When I was in middle school there were cool kids. I have to imagine this is a near universal reality of all middle schools. In high school diverse and divergent interests replace being "cool" as the sole arbiter of external worth. But in middle school, at least for me, being cool was THE goal to which a great many people aspired. Second to being cool was being able to join the cool kids in looking down on others. Third was being ignored. The Worst was being hated by the cool kids.

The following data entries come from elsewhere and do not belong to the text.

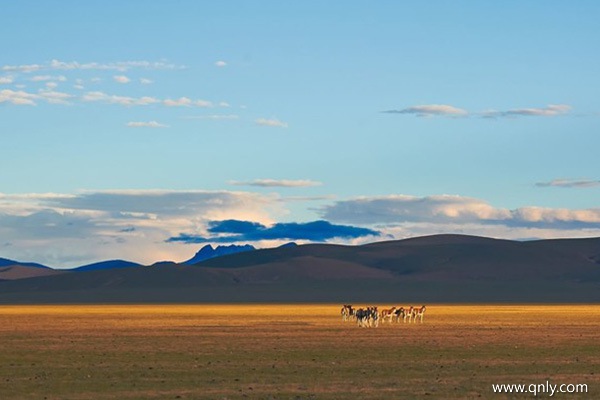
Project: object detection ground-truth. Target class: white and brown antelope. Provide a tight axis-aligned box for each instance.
[340,304,356,321]
[413,305,427,323]
[402,306,415,324]
[379,306,396,323]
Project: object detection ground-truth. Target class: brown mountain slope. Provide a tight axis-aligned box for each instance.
[0,235,600,303]
[0,264,64,280]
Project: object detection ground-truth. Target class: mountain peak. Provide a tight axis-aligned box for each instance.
[183,244,256,265]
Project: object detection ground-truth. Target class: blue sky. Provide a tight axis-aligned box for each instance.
[0,1,600,267]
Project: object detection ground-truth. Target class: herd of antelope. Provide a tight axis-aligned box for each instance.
[341,304,426,328]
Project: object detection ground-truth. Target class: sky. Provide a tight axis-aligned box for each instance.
[0,0,600,268]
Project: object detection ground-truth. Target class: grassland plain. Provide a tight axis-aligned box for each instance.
[0,304,600,400]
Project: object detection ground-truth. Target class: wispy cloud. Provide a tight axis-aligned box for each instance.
[383,104,469,117]
[229,179,322,187]
[81,92,161,106]
[321,195,600,229]
[113,75,131,83]
[382,104,572,119]
[480,104,572,118]
[535,179,600,188]
[255,118,288,128]
[0,60,184,73]
[0,88,74,106]
[167,220,380,243]
[0,89,38,106]
[29,75,67,82]
[127,121,169,128]
[162,97,212,108]
[0,190,283,266]
[181,114,240,120]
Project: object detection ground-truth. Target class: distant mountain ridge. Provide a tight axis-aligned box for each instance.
[69,260,142,272]
[0,258,50,269]
[182,244,256,265]
[0,235,600,304]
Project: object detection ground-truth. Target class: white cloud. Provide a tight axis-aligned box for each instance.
[81,92,160,106]
[182,114,240,120]
[113,75,131,83]
[163,97,192,107]
[0,190,283,267]
[127,121,169,128]
[194,100,212,108]
[229,179,322,187]
[29,75,67,82]
[255,118,288,128]
[481,104,572,118]
[535,179,600,188]
[321,195,600,229]
[383,104,571,118]
[38,88,75,105]
[0,89,74,106]
[0,89,38,106]
[384,104,469,117]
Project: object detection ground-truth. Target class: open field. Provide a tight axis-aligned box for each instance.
[0,305,600,400]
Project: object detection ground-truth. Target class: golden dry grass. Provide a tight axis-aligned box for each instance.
[0,305,600,399]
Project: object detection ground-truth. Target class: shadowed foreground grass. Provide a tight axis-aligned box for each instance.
[0,305,600,400]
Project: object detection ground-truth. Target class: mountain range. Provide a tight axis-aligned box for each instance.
[0,235,600,303]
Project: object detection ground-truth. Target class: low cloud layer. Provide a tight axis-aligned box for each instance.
[127,121,169,128]
[229,179,322,187]
[0,60,184,73]
[167,220,380,243]
[321,195,600,229]
[0,190,600,267]
[255,118,288,128]
[382,104,572,119]
[535,179,600,189]
[383,104,468,117]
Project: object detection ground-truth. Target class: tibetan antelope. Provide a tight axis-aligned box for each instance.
[413,306,427,323]
[402,306,415,323]
[379,307,396,323]
[356,307,379,328]
[340,304,355,321]
[392,307,406,322]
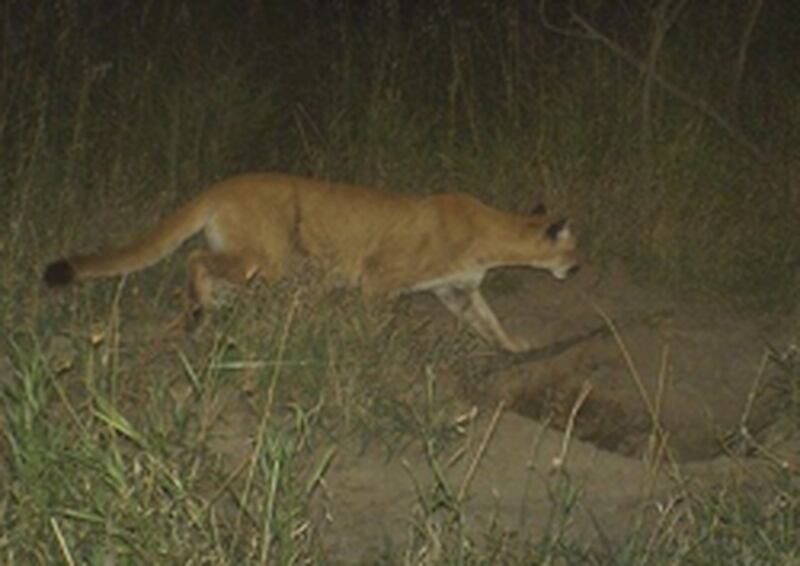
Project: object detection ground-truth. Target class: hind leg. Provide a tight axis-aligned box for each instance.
[189,250,265,319]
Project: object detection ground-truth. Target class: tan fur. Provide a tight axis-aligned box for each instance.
[45,174,577,351]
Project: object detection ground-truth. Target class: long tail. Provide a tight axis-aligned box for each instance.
[44,196,211,287]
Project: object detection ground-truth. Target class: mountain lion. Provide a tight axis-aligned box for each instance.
[44,174,577,352]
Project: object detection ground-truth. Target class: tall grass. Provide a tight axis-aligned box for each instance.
[0,0,800,564]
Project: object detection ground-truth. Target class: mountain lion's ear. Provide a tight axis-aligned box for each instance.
[545,218,570,242]
[531,203,547,216]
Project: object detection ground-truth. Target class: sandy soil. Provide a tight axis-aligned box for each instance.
[197,262,800,561]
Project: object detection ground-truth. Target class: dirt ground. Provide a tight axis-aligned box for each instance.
[203,262,800,561]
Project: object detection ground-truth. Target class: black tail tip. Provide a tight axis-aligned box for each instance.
[44,259,75,287]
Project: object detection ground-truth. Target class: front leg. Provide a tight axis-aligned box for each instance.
[434,287,531,352]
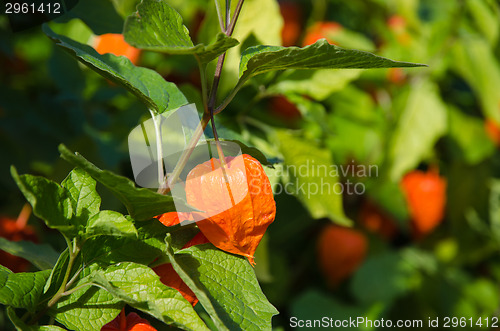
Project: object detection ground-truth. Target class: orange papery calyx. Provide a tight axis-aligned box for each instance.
[157,154,276,265]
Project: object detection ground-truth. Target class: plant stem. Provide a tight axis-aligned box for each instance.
[158,113,210,194]
[149,109,165,191]
[226,0,245,36]
[28,236,80,324]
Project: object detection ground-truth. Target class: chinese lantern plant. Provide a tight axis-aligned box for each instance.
[0,0,420,330]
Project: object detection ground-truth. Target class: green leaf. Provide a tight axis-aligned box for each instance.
[7,307,64,331]
[11,167,76,237]
[0,237,59,270]
[61,168,101,226]
[56,0,123,35]
[59,145,179,221]
[167,237,278,330]
[124,0,238,63]
[276,131,351,225]
[389,80,447,181]
[0,265,50,312]
[90,262,208,330]
[85,210,137,237]
[43,25,187,114]
[240,39,424,81]
[451,35,500,123]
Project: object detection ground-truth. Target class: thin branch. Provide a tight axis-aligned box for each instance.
[214,0,226,33]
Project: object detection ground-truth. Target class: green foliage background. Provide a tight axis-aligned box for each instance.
[0,0,500,330]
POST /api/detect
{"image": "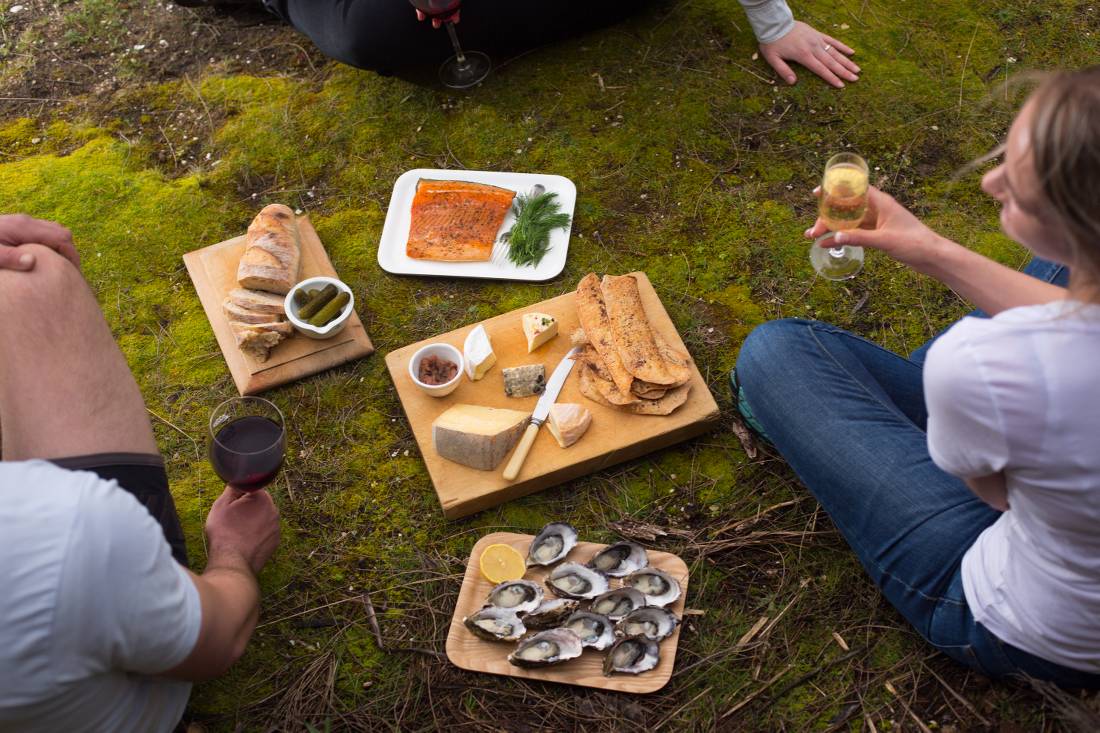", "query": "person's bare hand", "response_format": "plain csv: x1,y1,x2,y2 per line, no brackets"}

416,9,462,28
805,186,944,271
206,486,279,575
760,21,860,88
0,214,80,271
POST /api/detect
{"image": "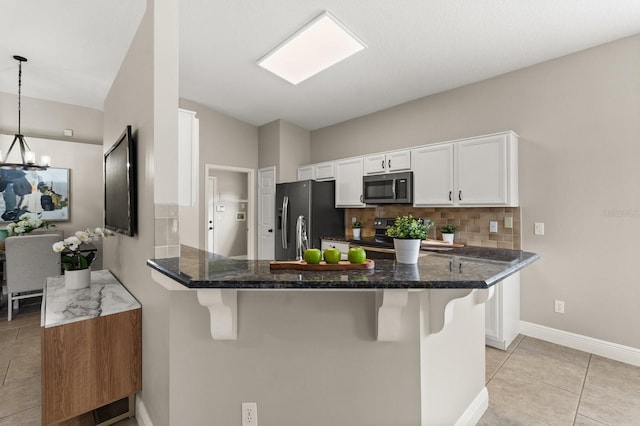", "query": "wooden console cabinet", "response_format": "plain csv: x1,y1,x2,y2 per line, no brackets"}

41,271,142,425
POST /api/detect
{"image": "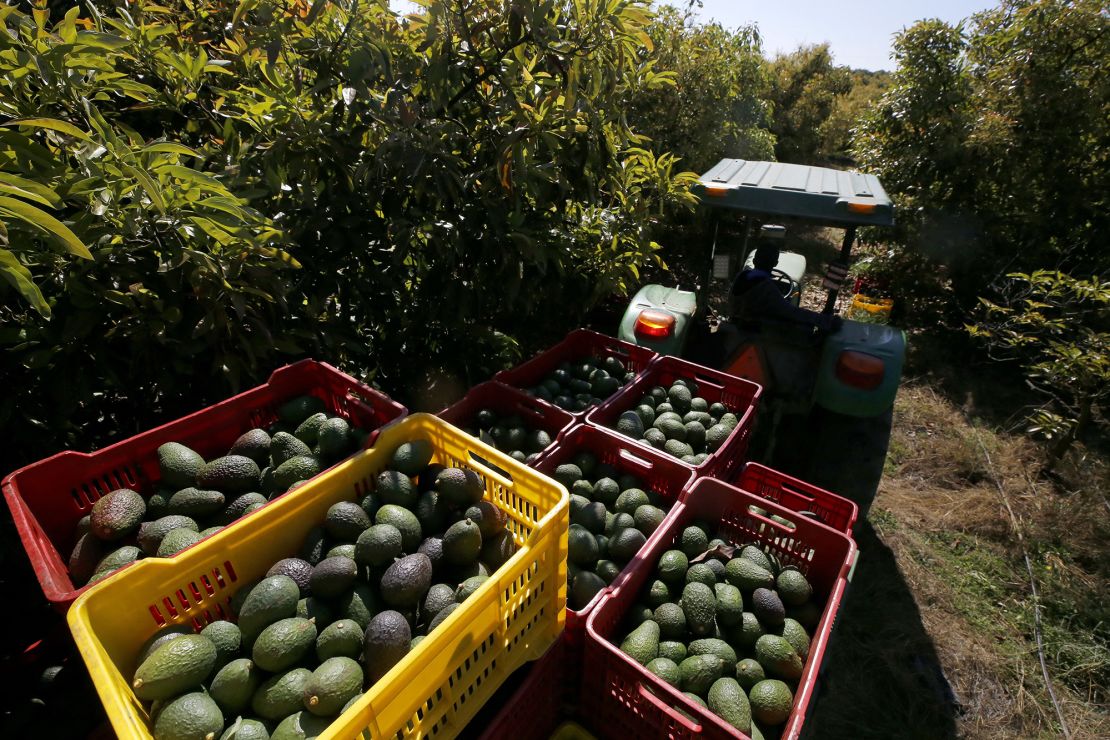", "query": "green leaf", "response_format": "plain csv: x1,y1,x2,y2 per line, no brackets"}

0,196,92,260
0,250,50,318
3,119,92,141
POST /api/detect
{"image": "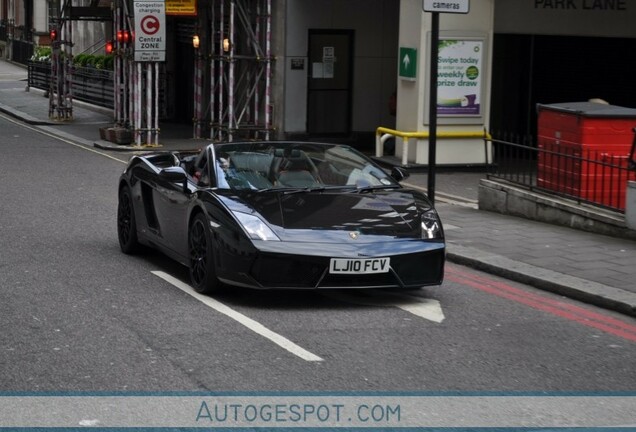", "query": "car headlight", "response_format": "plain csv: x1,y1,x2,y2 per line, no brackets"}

234,212,280,241
422,209,444,240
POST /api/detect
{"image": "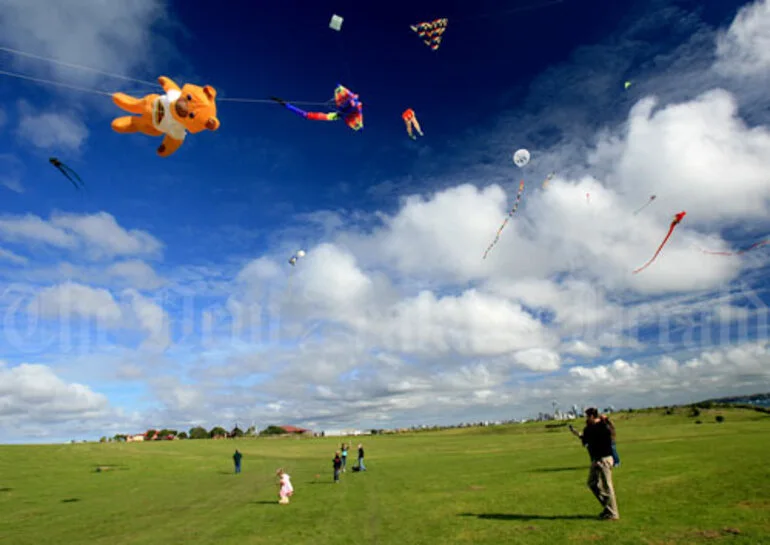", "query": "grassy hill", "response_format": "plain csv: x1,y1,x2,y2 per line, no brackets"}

0,408,770,545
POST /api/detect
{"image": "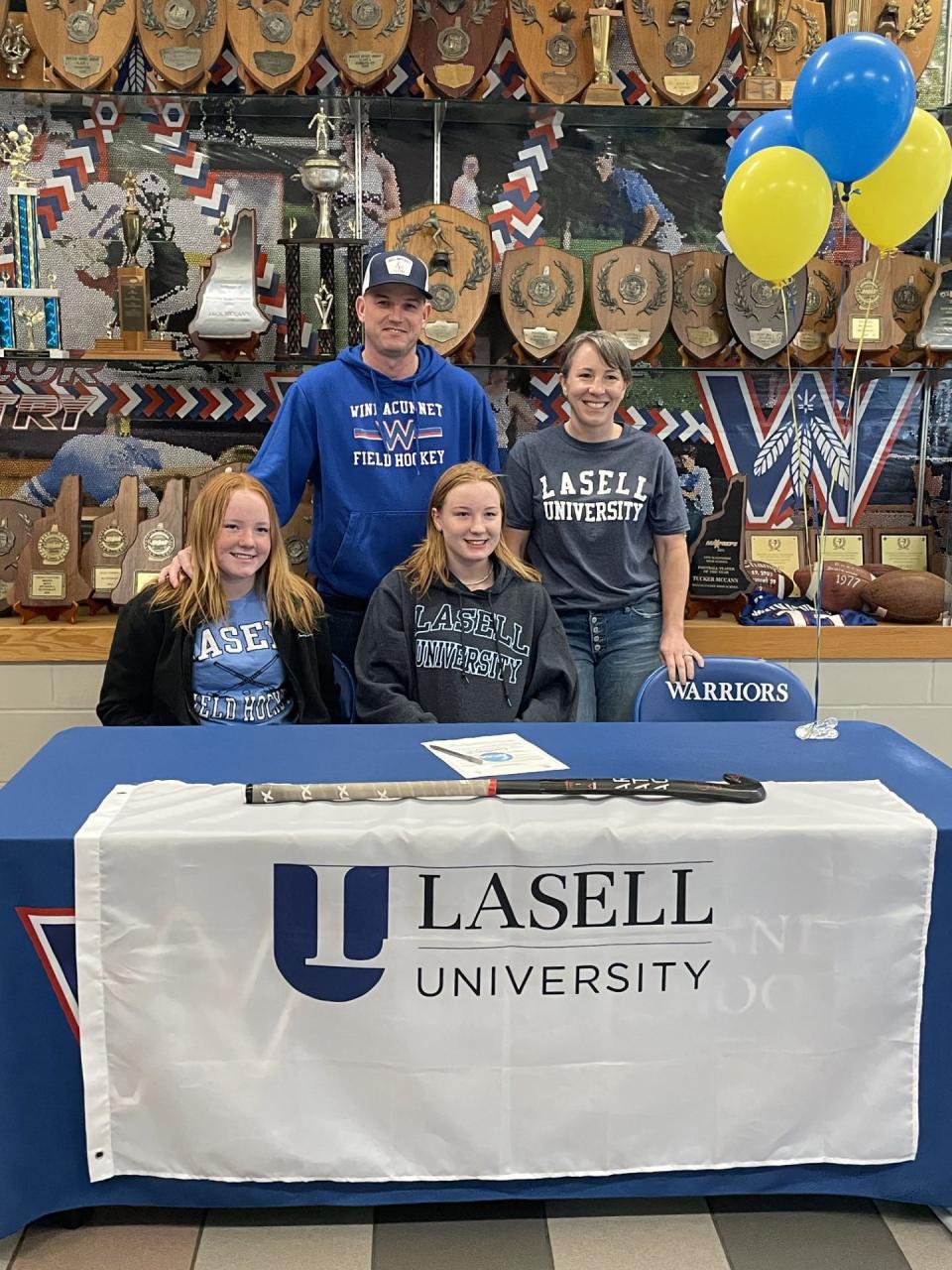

It seems as though we're about to learn these lessons all over again. Howard Dean's rise to chair of the DNC (scheduled for this weekend) is likely to bring about great scorn and derision from the Republican noise machine. It's going to get really nasty in a hurry. Talking heads informing everyone how out of touch Dean is, and how they (GOP) got exactly what they wanted. Etc. Like the cool kids, Republicans have bravado and perception on their side. Objective worth and value are not the currency of middle school "cool." I expect hours and hours and days and days of Republican mockery and puffery (they must have the op research books on Dean, and be dying to use them--- Did Dean perform abortions? Let's just ask the question a lot, and then it'll become an issue). But the real concern I have is what are Conservative/Establishment Democrats going to do. My guess, having been burned by the aforementioned groups many times, is that they are going to rush to the ed boards and press rooms of America to explain how they knew Howard Dean was flawed. And how they agree with the cool kids.
The last lesson from middle school: Those who were toadies were souless and never got to be cool. Those who were worthy of scorn were always later worthy of praise. So it shall be with this.